Rotational symmetry is found at different scales among non-living things including the crown-shaped splash pattern formed when a drop falls into a pond, and both the spheroidal shape and rings of a planet like Saturn. 
The explanation of these symmetries is not given here, but I guess that it has to do with developmental and operative reasons.
Radial symmetry suits organisms like sea anemones whose adults do not move: food and threats may arrive from any direction.
But animals that move in one direction necessarily have upper and lower sides, head and tail ends, and therefore a left and a right. The head becomes specialised with a mouth and sense organs (cephalisation), and the body becomes bilaterally symmetric (though internal organs need not be).  

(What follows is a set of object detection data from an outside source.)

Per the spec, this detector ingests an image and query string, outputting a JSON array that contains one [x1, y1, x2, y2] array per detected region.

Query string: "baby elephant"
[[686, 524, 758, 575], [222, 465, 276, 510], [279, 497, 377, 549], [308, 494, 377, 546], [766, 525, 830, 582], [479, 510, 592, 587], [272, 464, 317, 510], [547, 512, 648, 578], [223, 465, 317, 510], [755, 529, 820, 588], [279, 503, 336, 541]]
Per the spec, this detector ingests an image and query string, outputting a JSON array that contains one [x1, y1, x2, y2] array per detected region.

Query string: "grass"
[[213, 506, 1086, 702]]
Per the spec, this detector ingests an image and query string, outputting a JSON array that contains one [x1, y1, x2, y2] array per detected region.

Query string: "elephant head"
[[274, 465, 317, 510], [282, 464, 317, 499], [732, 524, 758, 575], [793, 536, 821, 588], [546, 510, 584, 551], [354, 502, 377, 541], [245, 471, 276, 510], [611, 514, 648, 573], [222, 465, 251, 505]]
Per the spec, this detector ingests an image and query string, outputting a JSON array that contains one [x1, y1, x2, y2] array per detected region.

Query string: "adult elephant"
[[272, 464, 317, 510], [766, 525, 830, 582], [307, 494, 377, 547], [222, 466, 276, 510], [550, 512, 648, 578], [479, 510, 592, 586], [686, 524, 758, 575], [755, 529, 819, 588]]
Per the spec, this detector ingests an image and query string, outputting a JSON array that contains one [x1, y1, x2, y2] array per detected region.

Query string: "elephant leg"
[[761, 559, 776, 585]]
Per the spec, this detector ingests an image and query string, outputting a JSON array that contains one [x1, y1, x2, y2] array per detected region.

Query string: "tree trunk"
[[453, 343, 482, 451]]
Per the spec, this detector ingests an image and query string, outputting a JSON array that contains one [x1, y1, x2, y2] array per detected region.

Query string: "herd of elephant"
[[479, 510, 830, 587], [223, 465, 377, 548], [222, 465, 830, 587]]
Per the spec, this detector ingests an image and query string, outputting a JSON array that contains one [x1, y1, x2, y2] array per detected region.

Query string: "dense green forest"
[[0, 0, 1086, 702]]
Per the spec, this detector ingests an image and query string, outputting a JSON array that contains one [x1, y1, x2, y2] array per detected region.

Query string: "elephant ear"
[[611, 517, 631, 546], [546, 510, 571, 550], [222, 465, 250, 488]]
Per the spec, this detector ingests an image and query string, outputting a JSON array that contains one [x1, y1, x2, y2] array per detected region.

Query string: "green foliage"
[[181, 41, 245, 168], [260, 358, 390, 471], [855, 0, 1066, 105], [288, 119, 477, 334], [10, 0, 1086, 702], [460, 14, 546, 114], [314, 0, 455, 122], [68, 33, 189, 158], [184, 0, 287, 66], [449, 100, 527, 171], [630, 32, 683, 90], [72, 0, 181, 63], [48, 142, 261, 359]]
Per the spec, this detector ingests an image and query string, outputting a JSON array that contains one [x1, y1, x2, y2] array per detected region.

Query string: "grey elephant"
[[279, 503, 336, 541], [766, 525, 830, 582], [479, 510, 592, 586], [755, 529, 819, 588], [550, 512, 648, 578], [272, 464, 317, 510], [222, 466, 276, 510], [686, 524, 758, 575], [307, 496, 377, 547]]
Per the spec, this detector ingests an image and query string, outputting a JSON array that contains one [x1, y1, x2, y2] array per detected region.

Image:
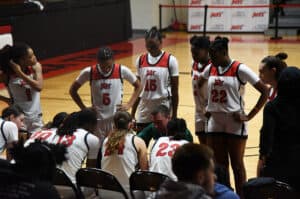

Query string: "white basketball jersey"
[[101, 134, 139, 190], [8, 67, 42, 117], [25, 129, 99, 183], [90, 64, 123, 119], [149, 137, 188, 180], [138, 52, 171, 100], [192, 62, 210, 114], [207, 61, 244, 113]]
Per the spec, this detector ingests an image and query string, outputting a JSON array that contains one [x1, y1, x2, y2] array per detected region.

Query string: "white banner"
[[188, 0, 269, 32]]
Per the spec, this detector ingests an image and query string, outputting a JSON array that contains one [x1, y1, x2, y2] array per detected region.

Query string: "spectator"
[[190, 36, 211, 144], [25, 108, 100, 184], [0, 105, 24, 159], [259, 53, 288, 101], [199, 37, 268, 196], [149, 119, 188, 180], [155, 143, 215, 199], [0, 141, 66, 199], [70, 47, 141, 138]]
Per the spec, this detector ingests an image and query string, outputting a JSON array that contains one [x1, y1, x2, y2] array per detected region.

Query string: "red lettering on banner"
[[190, 25, 201, 30], [191, 0, 201, 5], [231, 25, 243, 30], [231, 0, 243, 4], [193, 75, 200, 80], [214, 79, 224, 86], [100, 83, 111, 89], [146, 70, 155, 76], [210, 12, 223, 18], [252, 12, 266, 18]]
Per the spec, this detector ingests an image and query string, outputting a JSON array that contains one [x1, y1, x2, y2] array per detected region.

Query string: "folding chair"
[[129, 171, 170, 199], [53, 168, 80, 199], [76, 168, 129, 199], [243, 177, 298, 199]]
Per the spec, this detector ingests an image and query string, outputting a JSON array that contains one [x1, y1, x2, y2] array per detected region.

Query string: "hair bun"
[[275, 52, 288, 60]]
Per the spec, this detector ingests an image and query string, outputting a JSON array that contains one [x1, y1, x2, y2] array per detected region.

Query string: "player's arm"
[[134, 137, 148, 170], [233, 64, 269, 121], [3, 122, 19, 160], [137, 124, 154, 147], [131, 58, 143, 118], [0, 70, 12, 105], [86, 134, 101, 167], [184, 129, 193, 143], [10, 60, 43, 91], [69, 67, 92, 109], [171, 76, 179, 118], [118, 66, 142, 111], [198, 65, 211, 89], [170, 55, 179, 118]]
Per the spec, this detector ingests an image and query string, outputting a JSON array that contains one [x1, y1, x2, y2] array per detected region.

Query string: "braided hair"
[[261, 52, 288, 81], [145, 26, 162, 42], [97, 46, 114, 61], [106, 111, 132, 154], [210, 36, 229, 51]]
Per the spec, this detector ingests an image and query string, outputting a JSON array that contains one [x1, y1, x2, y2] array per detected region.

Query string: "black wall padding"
[[2, 0, 132, 59]]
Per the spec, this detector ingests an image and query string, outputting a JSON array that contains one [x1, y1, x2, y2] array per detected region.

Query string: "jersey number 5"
[[156, 142, 180, 157], [102, 93, 111, 106], [145, 79, 157, 91], [211, 89, 227, 103]]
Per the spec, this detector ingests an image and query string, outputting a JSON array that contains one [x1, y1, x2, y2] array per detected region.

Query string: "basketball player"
[[0, 105, 24, 159], [190, 36, 210, 144], [259, 53, 288, 101], [132, 27, 179, 131], [101, 111, 148, 193], [0, 44, 43, 133], [25, 108, 100, 184], [199, 37, 268, 196], [149, 119, 188, 181], [70, 47, 141, 137]]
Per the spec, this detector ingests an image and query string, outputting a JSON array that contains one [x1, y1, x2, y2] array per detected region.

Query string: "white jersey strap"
[[0, 121, 7, 151], [0, 121, 7, 145]]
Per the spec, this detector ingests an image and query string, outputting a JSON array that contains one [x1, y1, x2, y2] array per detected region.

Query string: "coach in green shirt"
[[138, 105, 193, 147]]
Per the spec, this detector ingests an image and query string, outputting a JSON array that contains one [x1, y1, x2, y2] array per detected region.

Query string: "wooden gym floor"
[[0, 32, 300, 178]]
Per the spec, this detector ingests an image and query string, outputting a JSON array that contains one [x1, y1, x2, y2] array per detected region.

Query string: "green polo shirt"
[[137, 123, 193, 147]]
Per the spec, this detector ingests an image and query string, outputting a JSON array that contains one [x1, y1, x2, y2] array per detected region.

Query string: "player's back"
[[149, 137, 188, 180]]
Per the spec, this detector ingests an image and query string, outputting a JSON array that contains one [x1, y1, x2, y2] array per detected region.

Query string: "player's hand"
[[232, 112, 249, 122], [256, 159, 265, 177], [9, 59, 22, 75], [117, 104, 130, 111], [204, 111, 211, 119]]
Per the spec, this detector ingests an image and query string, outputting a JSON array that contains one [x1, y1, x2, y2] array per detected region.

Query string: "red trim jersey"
[[24, 128, 100, 184], [99, 133, 139, 192], [137, 52, 178, 100], [268, 87, 277, 101], [7, 66, 42, 120], [76, 64, 137, 119], [192, 61, 210, 114], [203, 61, 259, 113]]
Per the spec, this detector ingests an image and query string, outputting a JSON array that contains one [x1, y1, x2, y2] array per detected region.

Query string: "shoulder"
[[0, 120, 18, 131], [214, 183, 239, 199], [32, 62, 42, 71]]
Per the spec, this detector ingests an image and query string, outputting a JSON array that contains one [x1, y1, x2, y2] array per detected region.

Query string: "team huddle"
[[0, 27, 300, 198]]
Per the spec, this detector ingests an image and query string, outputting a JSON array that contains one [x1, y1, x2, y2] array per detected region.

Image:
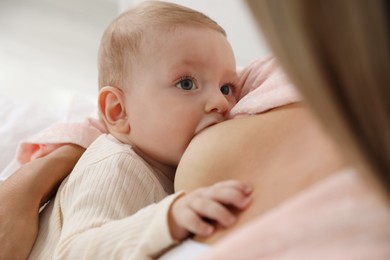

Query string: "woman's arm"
[[0, 144, 85, 259]]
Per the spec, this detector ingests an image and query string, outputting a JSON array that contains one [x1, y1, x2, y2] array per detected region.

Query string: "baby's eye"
[[176, 79, 197, 90], [220, 84, 233, 96]]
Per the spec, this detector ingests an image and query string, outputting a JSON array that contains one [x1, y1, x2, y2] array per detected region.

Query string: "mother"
[[0, 0, 390, 259], [163, 0, 390, 259]]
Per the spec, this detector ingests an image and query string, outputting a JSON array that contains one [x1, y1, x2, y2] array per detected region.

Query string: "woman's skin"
[[0, 144, 85, 259], [175, 104, 348, 244]]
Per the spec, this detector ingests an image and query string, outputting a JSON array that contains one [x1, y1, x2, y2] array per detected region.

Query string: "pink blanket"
[[199, 170, 390, 260]]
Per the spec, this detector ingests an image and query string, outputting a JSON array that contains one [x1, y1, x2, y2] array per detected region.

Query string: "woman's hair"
[[98, 1, 226, 88], [248, 0, 390, 194]]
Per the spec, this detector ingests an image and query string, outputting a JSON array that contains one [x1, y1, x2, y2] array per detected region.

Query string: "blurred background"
[[0, 0, 268, 107]]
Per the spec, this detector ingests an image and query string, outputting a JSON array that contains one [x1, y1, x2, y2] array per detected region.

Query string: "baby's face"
[[125, 27, 239, 169]]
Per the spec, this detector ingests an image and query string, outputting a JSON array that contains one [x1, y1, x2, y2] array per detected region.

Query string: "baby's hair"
[[98, 1, 226, 89]]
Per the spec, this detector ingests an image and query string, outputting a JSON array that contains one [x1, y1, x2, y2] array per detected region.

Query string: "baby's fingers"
[[209, 187, 251, 209], [190, 197, 236, 227], [181, 208, 214, 237]]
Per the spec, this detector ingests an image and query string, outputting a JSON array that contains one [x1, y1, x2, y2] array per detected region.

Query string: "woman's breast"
[[175, 105, 346, 244]]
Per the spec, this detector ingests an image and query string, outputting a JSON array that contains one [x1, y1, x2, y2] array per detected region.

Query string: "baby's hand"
[[169, 180, 252, 241]]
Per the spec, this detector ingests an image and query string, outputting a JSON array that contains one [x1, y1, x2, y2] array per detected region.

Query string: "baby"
[[30, 2, 250, 259]]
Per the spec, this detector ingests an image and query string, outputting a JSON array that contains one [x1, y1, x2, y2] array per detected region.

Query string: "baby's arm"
[[168, 180, 252, 241], [0, 145, 84, 259]]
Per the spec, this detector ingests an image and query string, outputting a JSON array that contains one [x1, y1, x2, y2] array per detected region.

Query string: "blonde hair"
[[98, 1, 226, 88], [248, 0, 390, 194]]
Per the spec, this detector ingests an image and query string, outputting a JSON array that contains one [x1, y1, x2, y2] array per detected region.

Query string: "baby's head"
[[98, 1, 226, 89], [99, 1, 237, 176]]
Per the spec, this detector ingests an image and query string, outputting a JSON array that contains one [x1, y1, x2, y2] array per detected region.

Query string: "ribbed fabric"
[[29, 135, 180, 259]]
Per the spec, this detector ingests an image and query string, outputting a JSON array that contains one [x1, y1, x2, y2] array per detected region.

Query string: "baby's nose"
[[205, 92, 230, 113]]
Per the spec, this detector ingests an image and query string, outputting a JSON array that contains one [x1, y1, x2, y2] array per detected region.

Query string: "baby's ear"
[[98, 86, 130, 135]]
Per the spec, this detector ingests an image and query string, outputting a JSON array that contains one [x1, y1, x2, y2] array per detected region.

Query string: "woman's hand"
[[169, 180, 252, 241], [0, 166, 40, 259], [0, 145, 85, 259]]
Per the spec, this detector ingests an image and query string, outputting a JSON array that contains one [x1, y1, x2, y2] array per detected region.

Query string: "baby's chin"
[[228, 113, 252, 120]]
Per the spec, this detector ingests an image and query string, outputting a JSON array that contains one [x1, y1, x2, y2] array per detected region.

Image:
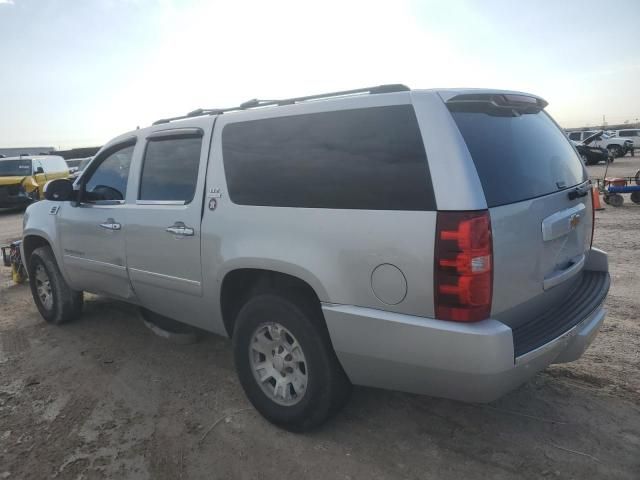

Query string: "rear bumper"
[[323, 305, 606, 402], [322, 249, 608, 402]]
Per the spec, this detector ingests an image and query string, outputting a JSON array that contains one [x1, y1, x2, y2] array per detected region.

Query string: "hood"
[[582, 130, 604, 145], [0, 176, 27, 185]]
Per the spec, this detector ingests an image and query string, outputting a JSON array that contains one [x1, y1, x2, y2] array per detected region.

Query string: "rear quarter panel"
[[202, 92, 436, 331]]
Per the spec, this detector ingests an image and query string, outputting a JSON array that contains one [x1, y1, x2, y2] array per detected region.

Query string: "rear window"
[[222, 105, 435, 210], [451, 107, 586, 207]]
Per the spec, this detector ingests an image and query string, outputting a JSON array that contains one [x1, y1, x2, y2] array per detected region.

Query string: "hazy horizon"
[[0, 0, 640, 148]]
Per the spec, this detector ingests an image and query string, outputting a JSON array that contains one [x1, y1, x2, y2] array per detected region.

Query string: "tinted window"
[[0, 159, 31, 177], [222, 105, 435, 210], [42, 157, 69, 173], [139, 136, 202, 203], [618, 130, 640, 137], [85, 145, 133, 201], [452, 109, 586, 207], [569, 132, 580, 141]]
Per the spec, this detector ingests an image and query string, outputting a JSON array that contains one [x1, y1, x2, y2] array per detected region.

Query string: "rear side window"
[[450, 106, 586, 207], [618, 130, 640, 137], [138, 136, 202, 203], [222, 105, 435, 210]]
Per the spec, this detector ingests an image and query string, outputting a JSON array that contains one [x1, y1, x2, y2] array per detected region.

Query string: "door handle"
[[542, 253, 586, 290], [165, 222, 195, 237], [100, 218, 122, 230]]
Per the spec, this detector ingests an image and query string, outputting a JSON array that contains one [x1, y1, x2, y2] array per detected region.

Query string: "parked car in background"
[[0, 155, 69, 208], [615, 128, 640, 155], [22, 85, 609, 431], [567, 130, 634, 159], [575, 131, 611, 165], [67, 157, 93, 179]]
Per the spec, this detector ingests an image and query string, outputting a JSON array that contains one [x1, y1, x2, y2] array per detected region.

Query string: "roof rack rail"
[[152, 83, 411, 125]]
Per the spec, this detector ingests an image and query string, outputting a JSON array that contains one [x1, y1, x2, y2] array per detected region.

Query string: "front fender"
[[20, 200, 69, 283]]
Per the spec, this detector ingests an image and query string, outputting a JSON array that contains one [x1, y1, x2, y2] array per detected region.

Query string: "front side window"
[[85, 145, 134, 202], [138, 136, 202, 203], [222, 105, 435, 211], [569, 132, 580, 141]]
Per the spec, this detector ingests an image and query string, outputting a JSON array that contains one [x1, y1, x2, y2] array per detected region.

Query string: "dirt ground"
[[0, 157, 640, 480]]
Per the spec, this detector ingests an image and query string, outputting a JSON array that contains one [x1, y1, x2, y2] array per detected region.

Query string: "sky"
[[0, 0, 640, 149]]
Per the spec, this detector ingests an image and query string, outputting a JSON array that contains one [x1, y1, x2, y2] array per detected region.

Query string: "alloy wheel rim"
[[249, 322, 309, 406], [35, 265, 53, 310]]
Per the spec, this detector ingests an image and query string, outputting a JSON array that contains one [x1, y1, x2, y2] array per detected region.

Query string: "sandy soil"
[[0, 157, 640, 479]]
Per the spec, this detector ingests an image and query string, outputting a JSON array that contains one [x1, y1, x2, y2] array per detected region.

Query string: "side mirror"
[[44, 178, 75, 202]]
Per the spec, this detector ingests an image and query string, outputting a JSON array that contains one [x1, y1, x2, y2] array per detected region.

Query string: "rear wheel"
[[28, 247, 83, 325], [607, 145, 624, 158], [233, 292, 351, 432], [607, 193, 624, 207]]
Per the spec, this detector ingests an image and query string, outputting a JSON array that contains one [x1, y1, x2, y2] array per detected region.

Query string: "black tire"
[[607, 145, 624, 158], [28, 247, 83, 325], [607, 193, 624, 207], [233, 292, 351, 432]]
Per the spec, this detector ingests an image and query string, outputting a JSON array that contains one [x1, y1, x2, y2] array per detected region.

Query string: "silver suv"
[[22, 85, 609, 431]]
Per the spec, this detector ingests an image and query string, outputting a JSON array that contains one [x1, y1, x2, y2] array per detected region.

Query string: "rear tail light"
[[589, 188, 600, 248], [434, 210, 493, 322]]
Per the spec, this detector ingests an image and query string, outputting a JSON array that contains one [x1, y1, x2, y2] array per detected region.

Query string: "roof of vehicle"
[[101, 84, 547, 155], [153, 84, 547, 125], [0, 155, 62, 161]]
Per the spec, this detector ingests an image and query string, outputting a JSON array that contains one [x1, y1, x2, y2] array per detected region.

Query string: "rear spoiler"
[[446, 93, 549, 115]]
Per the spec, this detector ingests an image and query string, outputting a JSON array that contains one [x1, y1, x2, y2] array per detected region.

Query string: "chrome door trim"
[[128, 267, 202, 296], [136, 200, 186, 205]]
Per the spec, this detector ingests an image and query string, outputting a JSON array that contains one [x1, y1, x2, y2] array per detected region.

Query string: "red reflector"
[[434, 211, 493, 322]]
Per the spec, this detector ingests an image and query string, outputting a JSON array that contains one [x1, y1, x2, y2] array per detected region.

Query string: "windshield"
[[0, 160, 31, 177], [450, 107, 586, 207]]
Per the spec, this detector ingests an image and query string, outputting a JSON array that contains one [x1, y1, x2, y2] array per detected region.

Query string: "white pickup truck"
[[568, 130, 634, 158]]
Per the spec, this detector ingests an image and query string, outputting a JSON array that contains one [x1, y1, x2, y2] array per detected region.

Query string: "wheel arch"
[[21, 231, 53, 265], [219, 265, 328, 338]]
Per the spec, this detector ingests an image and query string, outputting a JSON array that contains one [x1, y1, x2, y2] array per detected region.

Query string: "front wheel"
[[28, 247, 83, 325], [233, 293, 351, 432]]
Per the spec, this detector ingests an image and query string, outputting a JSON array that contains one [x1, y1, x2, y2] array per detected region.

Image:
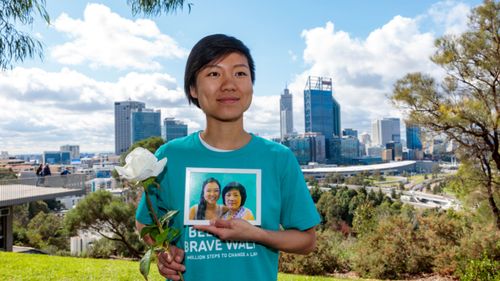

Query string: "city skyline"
[[0, 0, 481, 155]]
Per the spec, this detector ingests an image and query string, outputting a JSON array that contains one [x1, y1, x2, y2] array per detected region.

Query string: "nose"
[[221, 73, 236, 91]]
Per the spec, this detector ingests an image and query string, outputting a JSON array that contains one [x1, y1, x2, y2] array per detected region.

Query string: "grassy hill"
[[0, 252, 350, 281]]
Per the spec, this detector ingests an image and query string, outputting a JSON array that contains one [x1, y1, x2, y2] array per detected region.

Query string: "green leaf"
[[160, 210, 179, 227], [139, 248, 153, 280], [155, 228, 171, 246], [140, 225, 158, 238]]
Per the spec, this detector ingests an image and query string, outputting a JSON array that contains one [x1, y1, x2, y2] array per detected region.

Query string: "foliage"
[[460, 256, 500, 281], [0, 0, 50, 70], [391, 0, 500, 230], [0, 251, 339, 281], [65, 190, 143, 258], [127, 0, 193, 16], [85, 238, 120, 259], [316, 186, 392, 229], [26, 212, 68, 250], [353, 208, 469, 279], [279, 230, 353, 275]]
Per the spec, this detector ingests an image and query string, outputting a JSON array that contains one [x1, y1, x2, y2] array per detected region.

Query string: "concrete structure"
[[0, 174, 85, 251], [280, 88, 293, 140], [282, 133, 326, 165], [406, 123, 422, 150], [302, 161, 418, 179], [42, 151, 71, 165], [372, 118, 401, 147], [115, 100, 146, 155], [340, 135, 360, 165], [162, 117, 188, 142]]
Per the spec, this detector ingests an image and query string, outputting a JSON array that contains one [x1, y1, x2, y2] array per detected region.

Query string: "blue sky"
[[0, 0, 481, 154]]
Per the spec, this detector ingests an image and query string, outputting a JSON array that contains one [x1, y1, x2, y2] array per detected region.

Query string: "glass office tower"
[[162, 117, 188, 142], [304, 76, 340, 159], [115, 100, 146, 155], [130, 108, 161, 144]]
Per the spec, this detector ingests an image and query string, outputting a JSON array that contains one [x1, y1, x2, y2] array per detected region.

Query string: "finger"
[[158, 262, 186, 275], [172, 247, 184, 263], [210, 219, 231, 228]]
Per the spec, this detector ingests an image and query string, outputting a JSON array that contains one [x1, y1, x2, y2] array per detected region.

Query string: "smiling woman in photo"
[[221, 182, 255, 220], [189, 178, 225, 220]]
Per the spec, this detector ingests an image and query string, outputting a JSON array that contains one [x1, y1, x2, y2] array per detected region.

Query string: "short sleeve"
[[280, 149, 321, 231]]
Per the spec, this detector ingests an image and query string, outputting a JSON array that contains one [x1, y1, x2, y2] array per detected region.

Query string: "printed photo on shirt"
[[184, 168, 261, 225]]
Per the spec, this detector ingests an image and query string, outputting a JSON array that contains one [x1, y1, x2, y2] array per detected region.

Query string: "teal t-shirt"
[[136, 132, 320, 281]]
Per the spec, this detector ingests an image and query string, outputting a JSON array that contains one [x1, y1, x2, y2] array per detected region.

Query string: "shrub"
[[279, 230, 352, 275], [460, 256, 500, 281]]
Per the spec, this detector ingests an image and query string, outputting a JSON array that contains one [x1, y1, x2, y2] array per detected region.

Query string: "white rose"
[[115, 147, 167, 181]]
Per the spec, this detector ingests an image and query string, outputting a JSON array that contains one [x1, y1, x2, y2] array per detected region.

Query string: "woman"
[[221, 182, 255, 220], [136, 34, 320, 281], [189, 178, 225, 220]]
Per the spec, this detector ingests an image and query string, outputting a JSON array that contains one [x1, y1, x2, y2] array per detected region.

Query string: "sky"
[[0, 0, 481, 155]]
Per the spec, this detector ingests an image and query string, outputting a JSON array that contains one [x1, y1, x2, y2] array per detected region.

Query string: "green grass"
[[0, 251, 350, 281]]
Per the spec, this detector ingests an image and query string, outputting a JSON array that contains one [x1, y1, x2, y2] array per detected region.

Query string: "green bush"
[[279, 230, 353, 275], [460, 256, 500, 281]]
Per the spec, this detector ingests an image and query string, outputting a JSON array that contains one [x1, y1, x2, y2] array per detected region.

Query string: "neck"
[[201, 118, 252, 150]]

 Organs that allow perception use to be duplicated or in even number. The main reason for having them in pairs is to allow a better characterizacion of the environment (a pair of eyes make stereovision possible, and a pair of ears can give the added information of direction of the sound).
More puzzling is the reason for the fivefold (pentaradiate) symmetry of the echinoderms. Early echinoderms were bilaterally symmetrical, as their larvae still are. Sumrall and Wray argue that the loss of the old symmetry had both developmental and ecological causes, which in reality is not saying much, as far as every case of pattern in nature is due to developmental and operative reasons.
The sense of symmetries in living organisms goes far beyond that the need of survival. It also can be used as a message of beauty and health, or simply good development, that many others organisms can read and understand. Symmetry is related to the sense of beauty, and thus with sexual selection; symmetrical flowers attract more polinizers, etc.

Spirals

Though they are not proper form of symmetry they can regarded as a special occurrence of it, where the regularity of the pattern is noticed changing the size of the elements. 

 
Sunflower Spiral


Millipede Spiral 

File:Low pressure system over Iceland.jpg


Spirals are common in plants and in some animals, notably molluscs. For example, in the nautilus, a cephalopod mollusc, each chamber of its shell is an approximate copy of the next one, scaled by a constant factor and arranged in a logarithmic spiral. Given a modern understanding of fractals, a growth spiral can be seen as a special case of self-similarity.
Plant spirals can be seen in phyllotaxis, the arrangement of leaves on a stem, and in the arrangement (parastichy) of other parts as in composite flower heads and seed heads like the sunflower or fruit structures like the pineapple and snake fruit, as well as in the pattern of scales in pine cones, where multiple spirals run both clockwise and anticlockwise. These arrangements have explanations at different levels – mathematics, physics, chemistry, biology – each individually correct, but all necessary together. Phyllotaxis spirals can be generated mathematically from Fibonacci ratios: the Fibonacci sequence runs 1, 1, 2, 3, 5, 8, 13... (each subsequent number being the sum of the two preceding ones). For example, when leaves alternate up a stem, one rotation of the spiral touches two leaves, so the pattern or ratio is 1/2. In hazel the ratio is 1/3; in apricot it is 2/5; in pear it is 3/8; in almond it is 5/13. In disc phyllotaxis as in the sunflower and daisy, the florets are arranged in Fermat's spiral with Fibonacci numbering, at least when the flowerhead is mature so all the elements are the same size. Fibonacci ratios approximate the golden angle, 137.508°, which governs the curvature of Fermat's spiral.